The “LibGuide for Film and Media Preservation” is a centralized location tool to serve the needs of beginning professionals working with and managing moving image media, analog and digital, in information environments such as archives, museum and special collections and libraries. In addition, the resource guide is designed as a supplement to graduate students taking relevant course work in library and informational science coursework, such as film and media collections. The LibGuide includes information resources including encyclopedias, dictionaries, and indexes, selected for their coverage across disciplines including varied topics as preservation, conservation and restoration, film history, and librarianship.
This project reports the results of the first nine months of developing linked open data with a small selection of the Whitney’s collection, focusing on the artist and works added to the collection during the founding years (1931-1948) under its first director Juliana Force. It serves as a case study for other institutions interested in developing linked open data projects. This project also demonstrates several practical examples of how linked open data can be used for research and public outreach.

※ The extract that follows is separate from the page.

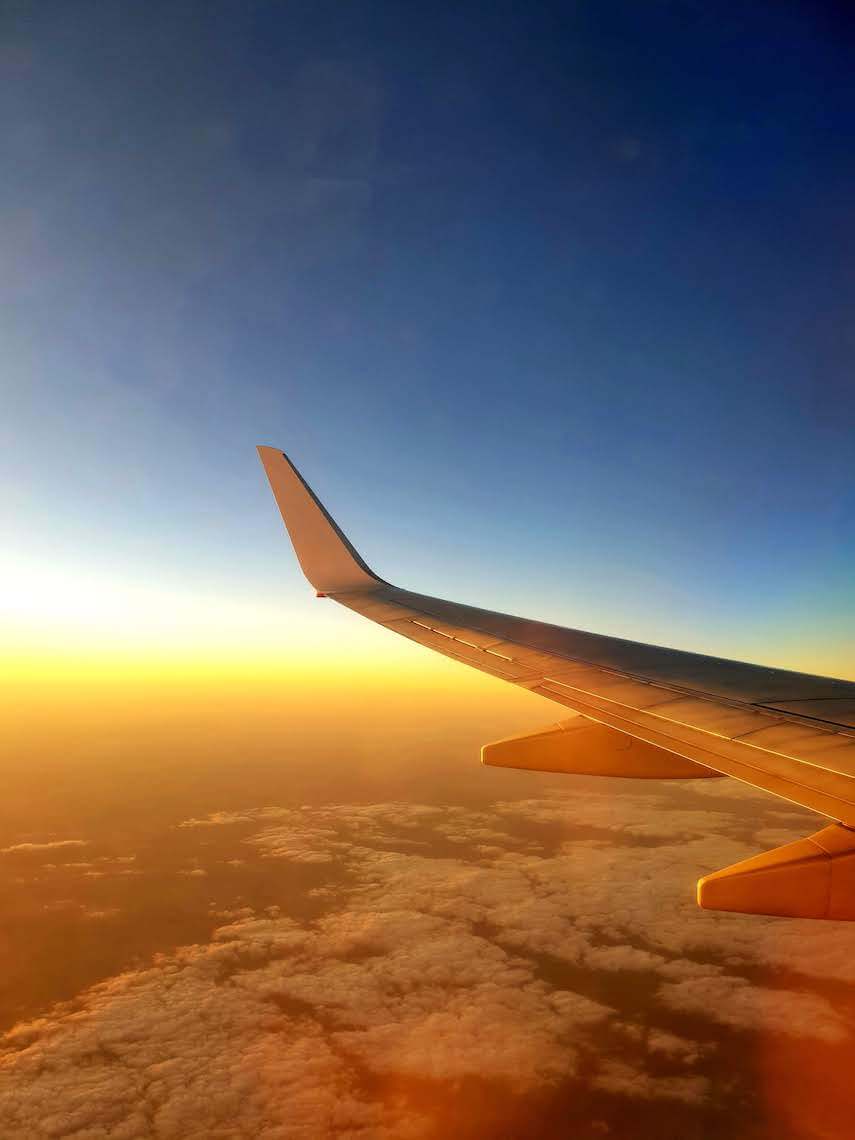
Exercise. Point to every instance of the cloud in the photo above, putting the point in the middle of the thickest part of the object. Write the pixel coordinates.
(48, 845)
(447, 962)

This paper will address the extremely influential role of archives in identity formation processes, and will explore how this asymmetry is magnified when considering marginalized, and specifically stateless, communities. This complex relationship will be further explored as it relates to depictions of Palestinians in two unique digital archives.
Libraries around the world have been concerned with the digitization of theirmaterials for the past two decades. A digitally available global library is growing, thanks to immense projects like Google Books, and large academic libraries that have been ceaselessly digitizing their materials as new scanning and data storage technologies continue to revolutionize the field. This presents a question of a huge amount of labor—who will do it?
First, I want this paper to shine a light on the actual labor performed by book
scanners for Google, and for other, smaller, library digitization projects. Manual labor continues to drive technological advancement, whether it’s in Apple’s Chinese factories where women construct iPhones for menial pay, or in Silicon Valley where Google’s scanning team works overnight to digitize the world’s libraries.
Second, I want to reveal the ways in which this labor goes undiscussed, both as
(likely) company policy at Google, and in smaller libraries, public and private, around world. Why does this labor remain hidden? The underground sensation that surrounds the Google’s scanning labor, and the way that the transformative labor of digitization goes unremarked, gets us close to the very old class conflict that is at the center of the new tech economy.
The first section of this paper will look at artist Andrew Norman Wilson’s
findings in his art pieces dealing with Google’s book scanning operations, and what we can know about labor conditions there. I then want to connect those findings to labor in smaller digitization undertakings at academic, public, and private libraries around the country. This leads to a discussion of automated robotic book scanners, and the future of library material digitization in the burgeoning convenience economy.